Lynsey Addario is a Pulitzer Prize-winning photographer who has covered every major conflict and humanitarian crisis of her generation. She spent most of 2022 on assignment in Ukraine for The New York Times, where she continues to document the atrocities of war. Prior to Ukraine, she has documented conflicts and war in Afghanistan, Iraq, Darfur, Libya, Syria, Lebanon, South Sudan, Somalia, and Congo. Her New York Times bestselling memoir, It’s What I Do, chronicles her personal and professional life as a photojournalist coming of age in the post-9/11 world, including the story of her own kidnapping, along with three other New York Times journalists, by Moammar Gadhafi’s soldiers in Libya in March 2011.

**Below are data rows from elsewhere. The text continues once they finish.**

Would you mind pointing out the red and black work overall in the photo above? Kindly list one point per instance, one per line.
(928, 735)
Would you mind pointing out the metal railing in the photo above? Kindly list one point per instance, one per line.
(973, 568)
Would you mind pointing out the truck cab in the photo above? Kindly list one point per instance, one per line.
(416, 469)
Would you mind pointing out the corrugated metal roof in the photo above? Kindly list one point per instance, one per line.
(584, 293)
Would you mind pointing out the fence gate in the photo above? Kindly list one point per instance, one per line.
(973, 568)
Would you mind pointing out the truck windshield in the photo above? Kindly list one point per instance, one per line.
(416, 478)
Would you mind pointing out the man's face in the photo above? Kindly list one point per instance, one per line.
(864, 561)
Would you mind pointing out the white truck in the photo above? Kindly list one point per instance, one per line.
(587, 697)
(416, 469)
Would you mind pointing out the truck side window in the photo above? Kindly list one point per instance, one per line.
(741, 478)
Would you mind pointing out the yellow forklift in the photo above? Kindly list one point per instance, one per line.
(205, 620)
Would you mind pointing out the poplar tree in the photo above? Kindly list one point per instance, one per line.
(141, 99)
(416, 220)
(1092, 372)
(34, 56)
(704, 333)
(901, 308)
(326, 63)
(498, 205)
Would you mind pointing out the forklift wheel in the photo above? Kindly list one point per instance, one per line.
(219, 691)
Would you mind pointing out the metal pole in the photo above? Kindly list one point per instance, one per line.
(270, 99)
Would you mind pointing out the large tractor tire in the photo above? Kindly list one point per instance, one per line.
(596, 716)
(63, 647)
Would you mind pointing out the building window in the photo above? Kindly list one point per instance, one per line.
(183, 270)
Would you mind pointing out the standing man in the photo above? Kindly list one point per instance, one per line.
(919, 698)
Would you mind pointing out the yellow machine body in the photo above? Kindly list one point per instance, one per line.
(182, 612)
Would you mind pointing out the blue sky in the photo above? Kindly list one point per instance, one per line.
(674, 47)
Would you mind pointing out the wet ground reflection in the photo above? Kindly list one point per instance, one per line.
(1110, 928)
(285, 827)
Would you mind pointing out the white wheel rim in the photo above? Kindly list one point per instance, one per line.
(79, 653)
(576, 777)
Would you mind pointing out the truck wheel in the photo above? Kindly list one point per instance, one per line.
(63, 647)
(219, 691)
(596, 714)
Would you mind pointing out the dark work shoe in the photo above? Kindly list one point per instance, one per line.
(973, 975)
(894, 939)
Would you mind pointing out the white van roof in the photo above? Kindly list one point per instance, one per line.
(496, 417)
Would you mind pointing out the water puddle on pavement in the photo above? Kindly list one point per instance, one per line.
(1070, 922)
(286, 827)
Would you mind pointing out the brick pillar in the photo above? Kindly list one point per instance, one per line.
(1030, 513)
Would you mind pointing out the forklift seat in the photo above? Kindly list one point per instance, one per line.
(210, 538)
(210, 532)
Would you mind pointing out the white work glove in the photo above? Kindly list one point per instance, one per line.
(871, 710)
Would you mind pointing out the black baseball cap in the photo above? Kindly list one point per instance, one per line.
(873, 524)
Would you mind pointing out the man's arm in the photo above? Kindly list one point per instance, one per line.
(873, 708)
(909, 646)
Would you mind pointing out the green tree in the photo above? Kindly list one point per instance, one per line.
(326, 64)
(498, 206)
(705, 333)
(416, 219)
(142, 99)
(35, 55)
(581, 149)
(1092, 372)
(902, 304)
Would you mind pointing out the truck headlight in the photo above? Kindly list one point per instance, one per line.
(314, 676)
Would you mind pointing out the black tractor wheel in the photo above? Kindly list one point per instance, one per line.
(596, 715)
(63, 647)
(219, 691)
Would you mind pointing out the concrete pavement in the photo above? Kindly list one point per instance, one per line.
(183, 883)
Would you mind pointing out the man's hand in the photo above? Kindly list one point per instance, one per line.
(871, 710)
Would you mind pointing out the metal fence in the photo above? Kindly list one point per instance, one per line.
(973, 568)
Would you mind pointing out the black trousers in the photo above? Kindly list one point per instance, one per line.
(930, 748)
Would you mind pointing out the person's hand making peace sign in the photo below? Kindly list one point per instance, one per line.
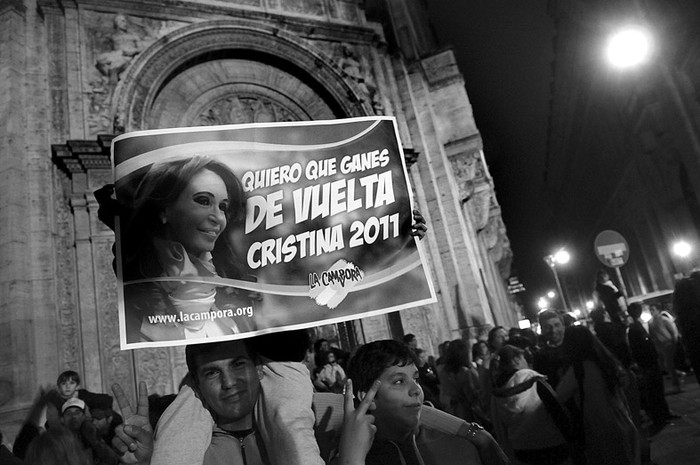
(358, 427)
(133, 438)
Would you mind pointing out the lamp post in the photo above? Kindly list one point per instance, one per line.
(558, 258)
(683, 250)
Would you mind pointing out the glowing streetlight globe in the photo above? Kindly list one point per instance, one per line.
(629, 47)
(682, 249)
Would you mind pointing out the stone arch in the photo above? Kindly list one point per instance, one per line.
(176, 53)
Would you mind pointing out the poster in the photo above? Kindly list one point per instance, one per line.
(232, 231)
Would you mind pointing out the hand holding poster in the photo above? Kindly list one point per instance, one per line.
(233, 231)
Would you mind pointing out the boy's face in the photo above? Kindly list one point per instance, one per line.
(553, 331)
(73, 418)
(399, 399)
(229, 382)
(67, 388)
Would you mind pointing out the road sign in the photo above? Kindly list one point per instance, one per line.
(611, 249)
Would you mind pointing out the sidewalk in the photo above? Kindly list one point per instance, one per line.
(679, 442)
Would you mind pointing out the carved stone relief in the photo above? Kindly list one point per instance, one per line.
(234, 109)
(357, 69)
(113, 43)
(230, 91)
(344, 10)
(69, 350)
(307, 7)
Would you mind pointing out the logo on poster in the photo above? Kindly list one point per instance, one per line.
(332, 286)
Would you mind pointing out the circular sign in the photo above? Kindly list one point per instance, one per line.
(611, 248)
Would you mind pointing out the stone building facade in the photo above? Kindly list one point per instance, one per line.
(73, 73)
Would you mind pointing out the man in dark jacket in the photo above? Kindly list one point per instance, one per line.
(651, 379)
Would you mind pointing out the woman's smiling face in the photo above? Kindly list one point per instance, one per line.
(199, 214)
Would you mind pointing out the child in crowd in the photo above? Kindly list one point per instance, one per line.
(67, 386)
(403, 436)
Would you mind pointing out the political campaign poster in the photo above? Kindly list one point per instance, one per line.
(227, 232)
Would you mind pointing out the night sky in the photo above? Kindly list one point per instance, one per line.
(504, 51)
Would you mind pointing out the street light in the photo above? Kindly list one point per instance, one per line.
(682, 249)
(629, 47)
(560, 257)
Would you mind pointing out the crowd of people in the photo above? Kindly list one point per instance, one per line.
(570, 395)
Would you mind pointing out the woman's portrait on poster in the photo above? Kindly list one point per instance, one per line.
(177, 223)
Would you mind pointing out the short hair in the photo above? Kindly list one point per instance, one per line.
(194, 352)
(319, 343)
(476, 352)
(503, 367)
(635, 310)
(68, 375)
(549, 315)
(370, 361)
(492, 334)
(598, 315)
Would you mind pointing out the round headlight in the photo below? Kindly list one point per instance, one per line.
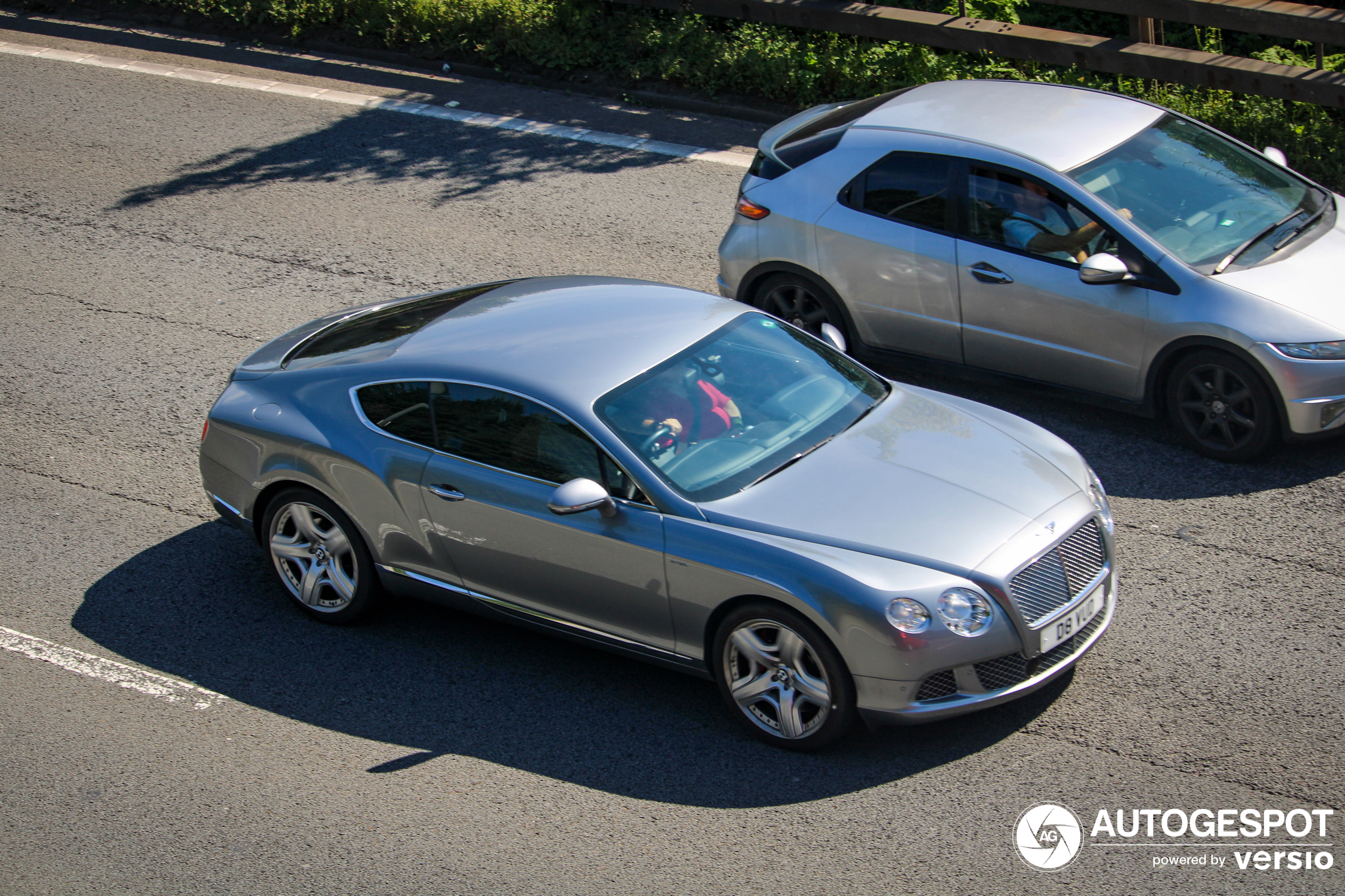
(908, 616)
(965, 612)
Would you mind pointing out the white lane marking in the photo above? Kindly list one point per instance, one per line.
(463, 116)
(118, 673)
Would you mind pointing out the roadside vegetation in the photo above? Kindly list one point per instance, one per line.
(595, 39)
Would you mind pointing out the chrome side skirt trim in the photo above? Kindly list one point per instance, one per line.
(537, 614)
(229, 507)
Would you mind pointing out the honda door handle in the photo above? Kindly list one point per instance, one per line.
(989, 273)
(447, 492)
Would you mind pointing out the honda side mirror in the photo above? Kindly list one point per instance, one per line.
(579, 496)
(1104, 268)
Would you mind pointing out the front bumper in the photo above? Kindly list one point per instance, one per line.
(1311, 388)
(892, 703)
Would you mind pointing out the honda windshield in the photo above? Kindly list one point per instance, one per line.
(1201, 196)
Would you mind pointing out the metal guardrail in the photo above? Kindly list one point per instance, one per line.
(1129, 58)
(1271, 18)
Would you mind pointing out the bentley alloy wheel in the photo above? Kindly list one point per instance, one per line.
(319, 557)
(785, 679)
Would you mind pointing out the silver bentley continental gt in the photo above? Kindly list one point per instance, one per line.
(674, 477)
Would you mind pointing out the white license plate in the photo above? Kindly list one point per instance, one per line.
(1070, 624)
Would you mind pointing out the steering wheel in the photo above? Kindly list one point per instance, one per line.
(662, 432)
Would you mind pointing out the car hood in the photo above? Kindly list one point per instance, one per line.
(923, 478)
(1305, 281)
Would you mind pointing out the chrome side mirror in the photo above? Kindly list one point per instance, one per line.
(833, 336)
(1104, 269)
(579, 496)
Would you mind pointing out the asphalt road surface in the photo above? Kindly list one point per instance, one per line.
(155, 231)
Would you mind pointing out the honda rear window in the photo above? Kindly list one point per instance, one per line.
(838, 119)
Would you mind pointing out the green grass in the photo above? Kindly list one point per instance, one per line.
(624, 45)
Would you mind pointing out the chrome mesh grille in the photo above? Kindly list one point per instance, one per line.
(940, 684)
(1060, 574)
(1009, 671)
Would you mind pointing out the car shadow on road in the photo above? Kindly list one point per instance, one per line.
(202, 607)
(379, 146)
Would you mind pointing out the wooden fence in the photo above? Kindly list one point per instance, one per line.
(1130, 58)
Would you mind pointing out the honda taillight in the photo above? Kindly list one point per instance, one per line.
(750, 209)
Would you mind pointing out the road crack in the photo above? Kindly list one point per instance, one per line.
(100, 310)
(1243, 553)
(257, 257)
(110, 493)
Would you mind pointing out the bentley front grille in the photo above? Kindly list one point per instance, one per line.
(1060, 574)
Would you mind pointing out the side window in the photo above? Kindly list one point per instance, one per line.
(1023, 214)
(400, 409)
(514, 435)
(908, 188)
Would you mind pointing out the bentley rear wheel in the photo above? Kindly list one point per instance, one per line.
(319, 557)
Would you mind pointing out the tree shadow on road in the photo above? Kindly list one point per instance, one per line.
(377, 146)
(202, 607)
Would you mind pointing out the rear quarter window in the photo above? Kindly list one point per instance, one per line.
(400, 409)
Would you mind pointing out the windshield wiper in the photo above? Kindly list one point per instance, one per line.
(803, 455)
(1231, 257)
(790, 463)
(1292, 236)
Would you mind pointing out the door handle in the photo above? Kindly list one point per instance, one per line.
(989, 273)
(447, 492)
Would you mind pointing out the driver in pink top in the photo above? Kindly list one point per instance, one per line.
(674, 410)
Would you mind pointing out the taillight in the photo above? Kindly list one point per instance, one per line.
(750, 209)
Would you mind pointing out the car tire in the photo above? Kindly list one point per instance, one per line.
(802, 303)
(1222, 408)
(782, 677)
(319, 557)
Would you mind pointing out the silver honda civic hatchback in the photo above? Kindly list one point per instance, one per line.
(674, 477)
(1078, 238)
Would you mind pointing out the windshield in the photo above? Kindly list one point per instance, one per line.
(1199, 195)
(739, 405)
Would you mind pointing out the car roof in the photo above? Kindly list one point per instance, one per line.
(566, 340)
(1055, 124)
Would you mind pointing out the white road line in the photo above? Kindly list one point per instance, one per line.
(479, 119)
(118, 673)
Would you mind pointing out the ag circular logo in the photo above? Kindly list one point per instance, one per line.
(1048, 836)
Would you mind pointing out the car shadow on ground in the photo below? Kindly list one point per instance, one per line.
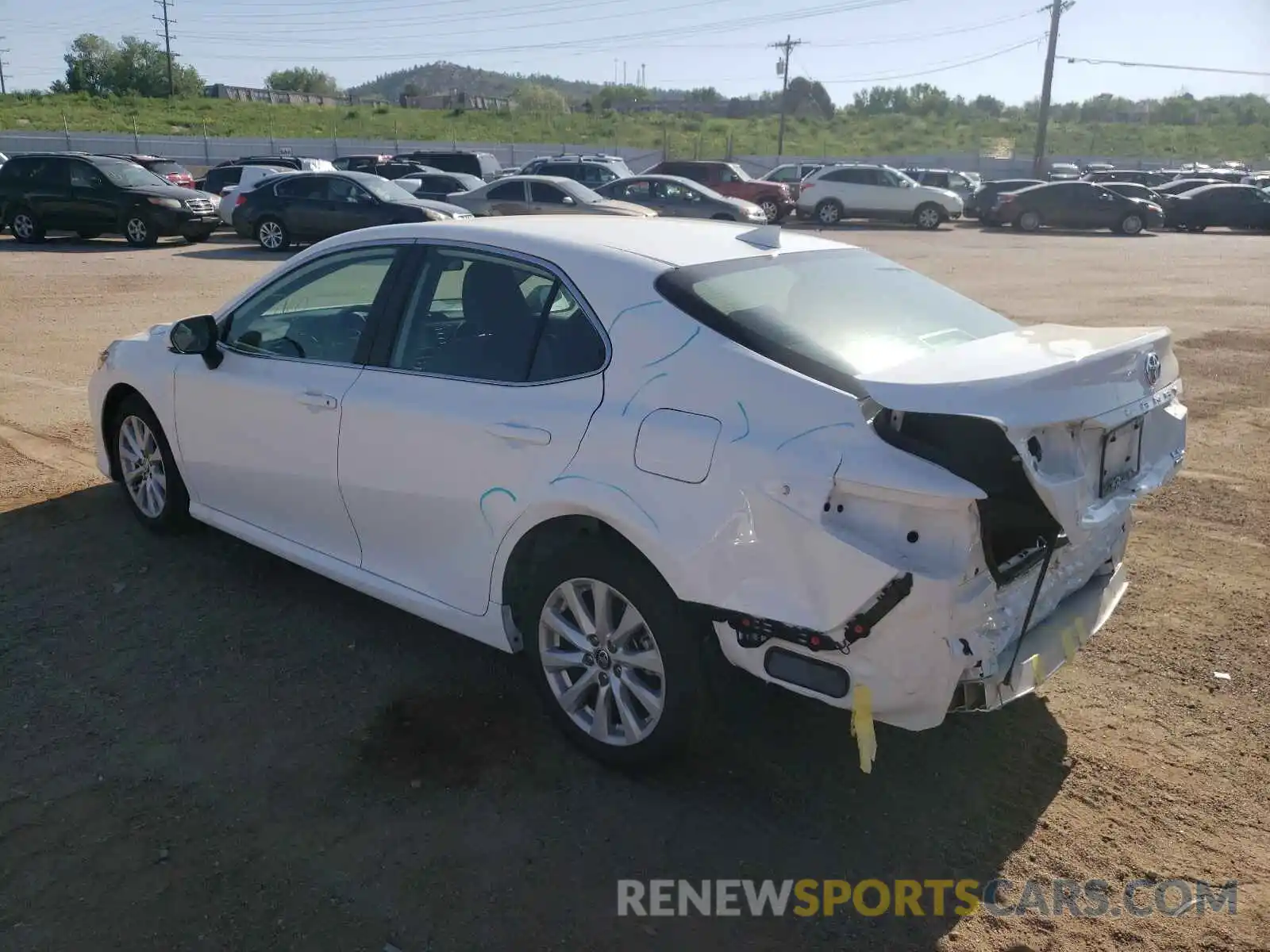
(209, 740)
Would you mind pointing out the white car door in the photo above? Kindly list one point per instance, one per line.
(479, 400)
(260, 435)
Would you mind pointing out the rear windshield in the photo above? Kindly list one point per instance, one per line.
(831, 315)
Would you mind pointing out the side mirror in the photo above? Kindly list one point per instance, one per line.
(197, 336)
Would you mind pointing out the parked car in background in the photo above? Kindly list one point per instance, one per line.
(543, 194)
(729, 179)
(1180, 187)
(251, 178)
(591, 171)
(806, 454)
(229, 171)
(94, 194)
(167, 169)
(1076, 205)
(876, 194)
(1140, 175)
(791, 175)
(483, 165)
(984, 196)
(308, 207)
(438, 184)
(964, 183)
(671, 196)
(1222, 206)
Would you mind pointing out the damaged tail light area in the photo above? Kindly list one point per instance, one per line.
(1014, 522)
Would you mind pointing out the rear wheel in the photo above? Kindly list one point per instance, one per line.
(611, 651)
(929, 216)
(1130, 225)
(829, 213)
(272, 235)
(140, 232)
(27, 228)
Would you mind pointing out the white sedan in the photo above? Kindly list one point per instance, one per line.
(597, 441)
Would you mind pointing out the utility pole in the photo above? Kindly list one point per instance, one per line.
(167, 40)
(787, 48)
(1056, 12)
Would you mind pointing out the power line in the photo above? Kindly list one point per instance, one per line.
(1056, 13)
(784, 67)
(167, 42)
(1164, 67)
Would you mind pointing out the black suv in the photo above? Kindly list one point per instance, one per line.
(93, 194)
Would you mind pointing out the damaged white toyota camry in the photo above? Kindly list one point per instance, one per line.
(598, 442)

Addario is a regular contributor to The New York Times, National Geographic, and TIME magazine. For her unparalleled coverage, she has earned nearly every major award in photojournalism, from the 2009 Pulitzer Prize for International Reporting and the Overseas Press Club’s Olivier Rebbot award for “Best Photographic Reporting from Abroad.” Addario has also been awarded a MacArthur Fellowship—aka “Genius” grant—to support her work, and has been nominated for an Emmy Award for her contributions to “The Displaced,” a series examining the lives of three refugee children displaced by war in Syria, Ukraine, and South Sudan. In early 2022, Pictures of the Year International named Addario “International Photographer of the Year.” Prior to Ukraine, Addario spent three years documenting Paralympian athlete Marieke Vervoort’s highly publicized battle for her right to die, in a New York Times feature story. She also regularly covers the worldwide refugee crisis and maternal mortality in the developing world.